Researchers to use supercomputers to predict bovine TB status in cows

Supercomputers may help strike a significant blow to a disease estimated to cost the UK dairy industry around £175 million a year
Supercomputers may help strike a significant blow to a disease estimated to cost the UK dairy industry around £175 million a year

Livestock scientists have been awarded over £330,000 for a project which will use supercomputers to predict bovine TB in dairy cows.

It is used regularly by global tech giants such as Google and Facebook, but now “deep learning” is set to become a thing in the farming industry.

The researchers will use highly advanced computers as a key weapon in the fight against tuberculosis in cattle.
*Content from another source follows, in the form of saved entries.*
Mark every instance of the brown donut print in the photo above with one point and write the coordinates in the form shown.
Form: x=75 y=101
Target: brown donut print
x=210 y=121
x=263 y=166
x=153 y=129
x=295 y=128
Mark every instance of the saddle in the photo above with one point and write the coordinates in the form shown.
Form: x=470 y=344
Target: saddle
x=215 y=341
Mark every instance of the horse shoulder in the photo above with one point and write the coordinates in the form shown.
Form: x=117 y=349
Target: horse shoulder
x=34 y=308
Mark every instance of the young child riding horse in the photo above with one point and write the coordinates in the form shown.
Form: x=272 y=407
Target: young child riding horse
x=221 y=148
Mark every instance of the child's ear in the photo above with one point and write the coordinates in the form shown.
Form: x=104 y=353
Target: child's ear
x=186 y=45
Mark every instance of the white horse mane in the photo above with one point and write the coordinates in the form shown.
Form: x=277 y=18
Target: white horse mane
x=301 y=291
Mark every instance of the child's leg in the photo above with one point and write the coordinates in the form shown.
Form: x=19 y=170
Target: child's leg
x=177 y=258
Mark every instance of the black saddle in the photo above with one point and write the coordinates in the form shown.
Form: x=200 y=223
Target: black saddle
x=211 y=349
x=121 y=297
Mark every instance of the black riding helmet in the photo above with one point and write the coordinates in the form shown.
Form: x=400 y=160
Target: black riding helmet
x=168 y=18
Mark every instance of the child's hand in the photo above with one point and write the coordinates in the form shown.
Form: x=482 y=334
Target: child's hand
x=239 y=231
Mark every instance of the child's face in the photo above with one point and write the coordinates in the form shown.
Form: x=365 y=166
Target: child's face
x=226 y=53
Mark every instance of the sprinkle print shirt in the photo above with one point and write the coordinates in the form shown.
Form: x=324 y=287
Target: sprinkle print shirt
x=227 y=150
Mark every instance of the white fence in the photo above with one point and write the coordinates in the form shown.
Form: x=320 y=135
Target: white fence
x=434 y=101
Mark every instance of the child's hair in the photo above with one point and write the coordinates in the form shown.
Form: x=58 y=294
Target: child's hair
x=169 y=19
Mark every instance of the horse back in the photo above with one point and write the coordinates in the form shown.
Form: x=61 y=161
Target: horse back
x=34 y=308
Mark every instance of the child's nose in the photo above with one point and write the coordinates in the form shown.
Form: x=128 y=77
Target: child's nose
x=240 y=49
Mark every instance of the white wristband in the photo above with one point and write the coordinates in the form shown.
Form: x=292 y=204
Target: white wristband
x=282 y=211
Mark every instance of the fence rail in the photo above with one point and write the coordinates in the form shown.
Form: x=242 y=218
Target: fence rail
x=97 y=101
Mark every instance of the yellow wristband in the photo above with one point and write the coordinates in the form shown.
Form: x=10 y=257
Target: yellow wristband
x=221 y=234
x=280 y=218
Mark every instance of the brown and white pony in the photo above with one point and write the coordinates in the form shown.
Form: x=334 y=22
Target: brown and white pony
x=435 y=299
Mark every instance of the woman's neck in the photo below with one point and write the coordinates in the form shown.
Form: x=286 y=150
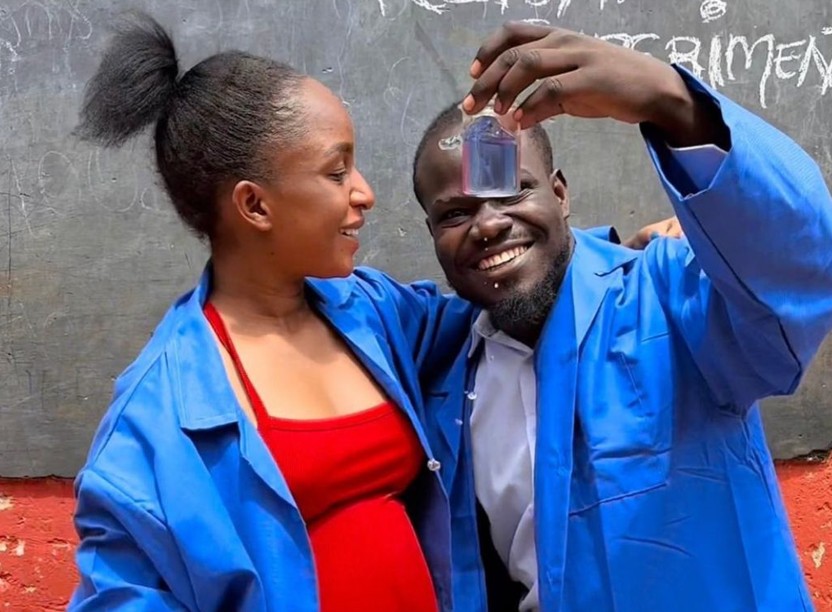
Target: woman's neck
x=252 y=298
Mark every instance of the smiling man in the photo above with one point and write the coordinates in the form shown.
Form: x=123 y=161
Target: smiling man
x=603 y=420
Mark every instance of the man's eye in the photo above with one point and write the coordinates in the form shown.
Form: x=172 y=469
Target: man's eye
x=452 y=214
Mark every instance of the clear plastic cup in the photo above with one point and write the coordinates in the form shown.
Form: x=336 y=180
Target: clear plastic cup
x=490 y=154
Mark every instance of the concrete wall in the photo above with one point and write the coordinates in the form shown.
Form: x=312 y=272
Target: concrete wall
x=37 y=571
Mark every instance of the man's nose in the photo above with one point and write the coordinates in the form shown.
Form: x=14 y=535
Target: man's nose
x=489 y=223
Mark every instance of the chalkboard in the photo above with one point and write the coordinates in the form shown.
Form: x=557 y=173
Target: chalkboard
x=91 y=253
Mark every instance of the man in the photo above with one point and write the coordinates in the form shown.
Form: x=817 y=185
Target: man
x=604 y=414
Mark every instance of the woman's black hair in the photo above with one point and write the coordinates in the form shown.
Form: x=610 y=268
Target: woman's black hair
x=212 y=124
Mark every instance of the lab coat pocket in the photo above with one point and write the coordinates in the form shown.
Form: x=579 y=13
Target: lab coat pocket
x=624 y=425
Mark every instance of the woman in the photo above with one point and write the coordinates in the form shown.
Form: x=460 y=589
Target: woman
x=263 y=452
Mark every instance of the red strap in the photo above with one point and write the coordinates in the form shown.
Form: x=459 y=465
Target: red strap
x=217 y=324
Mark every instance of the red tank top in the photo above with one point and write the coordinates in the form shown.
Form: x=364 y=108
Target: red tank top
x=347 y=474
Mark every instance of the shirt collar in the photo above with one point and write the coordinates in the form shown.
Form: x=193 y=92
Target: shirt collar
x=483 y=329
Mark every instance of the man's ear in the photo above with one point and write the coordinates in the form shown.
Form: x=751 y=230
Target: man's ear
x=561 y=191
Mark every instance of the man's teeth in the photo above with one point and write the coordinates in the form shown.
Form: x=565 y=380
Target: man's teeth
x=501 y=258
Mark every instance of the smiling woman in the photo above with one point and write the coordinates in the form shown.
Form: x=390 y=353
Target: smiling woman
x=276 y=398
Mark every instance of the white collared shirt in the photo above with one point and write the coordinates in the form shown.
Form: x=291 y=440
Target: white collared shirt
x=503 y=433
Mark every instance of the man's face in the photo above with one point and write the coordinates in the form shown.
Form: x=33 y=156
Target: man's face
x=496 y=251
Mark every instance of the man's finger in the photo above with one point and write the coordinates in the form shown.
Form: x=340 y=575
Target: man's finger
x=531 y=65
x=512 y=34
x=515 y=70
x=549 y=98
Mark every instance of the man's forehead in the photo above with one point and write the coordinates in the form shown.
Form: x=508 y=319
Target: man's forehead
x=442 y=163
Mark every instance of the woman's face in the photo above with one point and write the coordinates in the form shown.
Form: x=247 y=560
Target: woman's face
x=317 y=202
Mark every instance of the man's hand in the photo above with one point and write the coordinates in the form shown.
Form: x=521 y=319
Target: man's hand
x=669 y=228
x=586 y=77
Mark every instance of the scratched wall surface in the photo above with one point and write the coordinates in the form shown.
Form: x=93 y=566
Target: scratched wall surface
x=91 y=253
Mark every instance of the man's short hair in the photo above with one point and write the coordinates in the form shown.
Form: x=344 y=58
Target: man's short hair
x=451 y=116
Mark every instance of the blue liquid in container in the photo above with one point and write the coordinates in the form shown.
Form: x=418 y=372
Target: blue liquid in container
x=490 y=160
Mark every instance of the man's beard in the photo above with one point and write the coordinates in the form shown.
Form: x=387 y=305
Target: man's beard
x=529 y=309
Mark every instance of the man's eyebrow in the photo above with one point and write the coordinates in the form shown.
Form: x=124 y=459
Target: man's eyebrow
x=342 y=148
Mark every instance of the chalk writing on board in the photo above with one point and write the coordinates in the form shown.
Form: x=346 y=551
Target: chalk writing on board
x=711 y=10
x=724 y=58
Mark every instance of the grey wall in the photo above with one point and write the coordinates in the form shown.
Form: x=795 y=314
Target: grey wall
x=91 y=253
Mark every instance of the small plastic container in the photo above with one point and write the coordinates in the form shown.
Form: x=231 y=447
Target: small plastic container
x=490 y=154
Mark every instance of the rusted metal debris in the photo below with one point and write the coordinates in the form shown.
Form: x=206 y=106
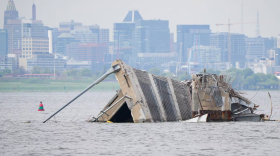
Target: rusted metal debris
x=161 y=99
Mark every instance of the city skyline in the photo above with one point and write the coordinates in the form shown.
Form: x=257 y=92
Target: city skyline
x=208 y=12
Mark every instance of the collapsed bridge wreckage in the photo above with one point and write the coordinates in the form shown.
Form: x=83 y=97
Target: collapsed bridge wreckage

They have been awarded £337,000 for the project.

By analysing millions of milk samples with a greater degree of accuracy than ever before, it is hoped the project, undertaken by Scotland's Rural College (SRUC), will strike a significant blow to a disease estimated to cost the UK dairy industry around £175 million a year.

Deep learning – a branch of machine learning – employs algorithms and techniques to make better use of increasingly huge datasets and advances in computer technology.
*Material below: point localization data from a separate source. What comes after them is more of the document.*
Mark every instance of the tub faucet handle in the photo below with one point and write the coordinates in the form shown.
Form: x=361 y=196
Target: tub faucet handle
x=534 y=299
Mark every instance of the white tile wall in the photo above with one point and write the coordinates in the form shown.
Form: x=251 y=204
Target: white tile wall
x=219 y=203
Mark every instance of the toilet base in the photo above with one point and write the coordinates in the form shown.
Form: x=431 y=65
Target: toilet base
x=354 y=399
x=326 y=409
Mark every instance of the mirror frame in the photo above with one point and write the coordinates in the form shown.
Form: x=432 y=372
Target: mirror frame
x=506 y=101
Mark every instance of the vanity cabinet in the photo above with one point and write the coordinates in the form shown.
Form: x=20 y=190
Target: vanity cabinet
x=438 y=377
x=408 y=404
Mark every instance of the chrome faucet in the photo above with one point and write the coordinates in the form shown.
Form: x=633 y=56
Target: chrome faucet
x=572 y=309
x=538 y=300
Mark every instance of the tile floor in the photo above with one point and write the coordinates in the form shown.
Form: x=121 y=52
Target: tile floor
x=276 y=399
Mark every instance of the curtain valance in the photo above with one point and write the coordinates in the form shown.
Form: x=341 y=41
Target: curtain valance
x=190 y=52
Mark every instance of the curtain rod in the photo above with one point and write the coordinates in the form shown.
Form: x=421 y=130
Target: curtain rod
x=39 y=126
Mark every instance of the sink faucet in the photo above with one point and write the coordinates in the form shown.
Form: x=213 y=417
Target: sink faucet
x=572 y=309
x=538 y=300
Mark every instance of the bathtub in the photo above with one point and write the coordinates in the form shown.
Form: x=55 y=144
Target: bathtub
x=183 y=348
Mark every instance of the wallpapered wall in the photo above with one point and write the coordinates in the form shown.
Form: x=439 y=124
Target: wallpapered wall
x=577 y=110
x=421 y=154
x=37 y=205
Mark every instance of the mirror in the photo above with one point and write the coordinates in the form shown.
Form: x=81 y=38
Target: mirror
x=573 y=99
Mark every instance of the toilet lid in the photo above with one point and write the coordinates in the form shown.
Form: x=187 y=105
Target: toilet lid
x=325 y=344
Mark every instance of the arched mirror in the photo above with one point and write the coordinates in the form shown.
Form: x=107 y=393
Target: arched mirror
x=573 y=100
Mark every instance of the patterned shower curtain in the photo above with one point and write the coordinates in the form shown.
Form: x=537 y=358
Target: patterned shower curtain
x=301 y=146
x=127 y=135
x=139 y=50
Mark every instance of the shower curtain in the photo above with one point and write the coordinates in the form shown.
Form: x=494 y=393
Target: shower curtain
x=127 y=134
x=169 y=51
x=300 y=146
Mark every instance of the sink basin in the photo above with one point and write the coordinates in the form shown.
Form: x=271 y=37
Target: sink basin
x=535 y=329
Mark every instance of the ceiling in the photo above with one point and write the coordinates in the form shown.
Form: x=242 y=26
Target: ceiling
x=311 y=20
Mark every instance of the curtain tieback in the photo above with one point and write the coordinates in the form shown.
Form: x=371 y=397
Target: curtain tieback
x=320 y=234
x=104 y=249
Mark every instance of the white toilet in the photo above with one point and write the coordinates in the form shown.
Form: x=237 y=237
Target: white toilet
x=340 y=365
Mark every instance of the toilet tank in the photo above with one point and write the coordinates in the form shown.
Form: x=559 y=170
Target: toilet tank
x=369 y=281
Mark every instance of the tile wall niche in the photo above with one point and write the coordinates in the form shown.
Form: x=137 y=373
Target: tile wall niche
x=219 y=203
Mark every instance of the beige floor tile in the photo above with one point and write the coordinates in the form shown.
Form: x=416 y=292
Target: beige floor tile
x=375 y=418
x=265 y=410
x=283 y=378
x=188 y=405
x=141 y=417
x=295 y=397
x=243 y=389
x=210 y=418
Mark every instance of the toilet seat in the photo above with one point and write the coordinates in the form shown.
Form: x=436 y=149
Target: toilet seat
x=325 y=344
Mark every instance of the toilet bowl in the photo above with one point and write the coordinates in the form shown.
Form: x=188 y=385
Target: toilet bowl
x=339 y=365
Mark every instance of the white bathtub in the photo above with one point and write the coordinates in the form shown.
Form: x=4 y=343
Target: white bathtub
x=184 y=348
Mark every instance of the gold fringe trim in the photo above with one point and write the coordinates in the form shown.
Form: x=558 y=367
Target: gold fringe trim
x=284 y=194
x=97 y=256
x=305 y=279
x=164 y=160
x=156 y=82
Previous research has already led to the development of the first national genetic and genomic evaluation for bovine TB resistance of the Holstein breed as well as the launch of TB Advantage by the AHDB.

By using mid infrared spectroscopy of milk samples from National Milk Records, SRUC researchers have previously confirmed the existence of significant genetic variation among individual animals for resistance to bovine TB infection.
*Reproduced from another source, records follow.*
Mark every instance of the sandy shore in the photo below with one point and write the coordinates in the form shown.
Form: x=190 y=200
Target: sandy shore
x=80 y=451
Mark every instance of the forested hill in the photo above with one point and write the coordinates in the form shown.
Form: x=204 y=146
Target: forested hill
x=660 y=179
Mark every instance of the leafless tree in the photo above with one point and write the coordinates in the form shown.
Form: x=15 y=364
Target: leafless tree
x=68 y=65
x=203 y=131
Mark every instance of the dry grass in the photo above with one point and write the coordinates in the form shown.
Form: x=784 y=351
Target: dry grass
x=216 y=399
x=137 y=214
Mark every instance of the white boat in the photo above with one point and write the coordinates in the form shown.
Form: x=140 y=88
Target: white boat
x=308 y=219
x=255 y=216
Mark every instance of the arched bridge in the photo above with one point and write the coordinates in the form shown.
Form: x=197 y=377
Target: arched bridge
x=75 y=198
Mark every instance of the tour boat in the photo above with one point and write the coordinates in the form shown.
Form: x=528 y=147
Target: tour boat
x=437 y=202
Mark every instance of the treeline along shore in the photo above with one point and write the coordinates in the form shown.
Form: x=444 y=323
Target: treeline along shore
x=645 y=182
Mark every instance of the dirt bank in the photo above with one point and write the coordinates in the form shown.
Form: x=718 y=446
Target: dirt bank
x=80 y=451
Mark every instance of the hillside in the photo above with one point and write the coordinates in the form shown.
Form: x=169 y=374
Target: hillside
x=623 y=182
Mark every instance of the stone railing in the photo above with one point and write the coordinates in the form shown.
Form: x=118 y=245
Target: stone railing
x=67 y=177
The funding follows a Defra review of its 25-year bovine TB eradication strategy, which now specifically includes “improved genetic resistance and improved diagnostic tests”.

The new project, which is being funded by the Biotechnology and Biological Sciences Research Council, will produce data that can be used for management and diagnostic purposes but also potentially for inclusion in national genetic evaluations for bTB host resistance.

Professor Mike Coffey, who is leading the project, said: “This is potentially a great step forward in the fight against TB. Being able to use routinely collected milk samples to alert a cow that may have been exposed to infection will allow the farmer to take remedial action long before the normal testing regime comes in.

“The early removal of infected cows should lower the background level of TB and contribute to enabling more effective outcomes from the existing tools deployed to eradicate the disease.”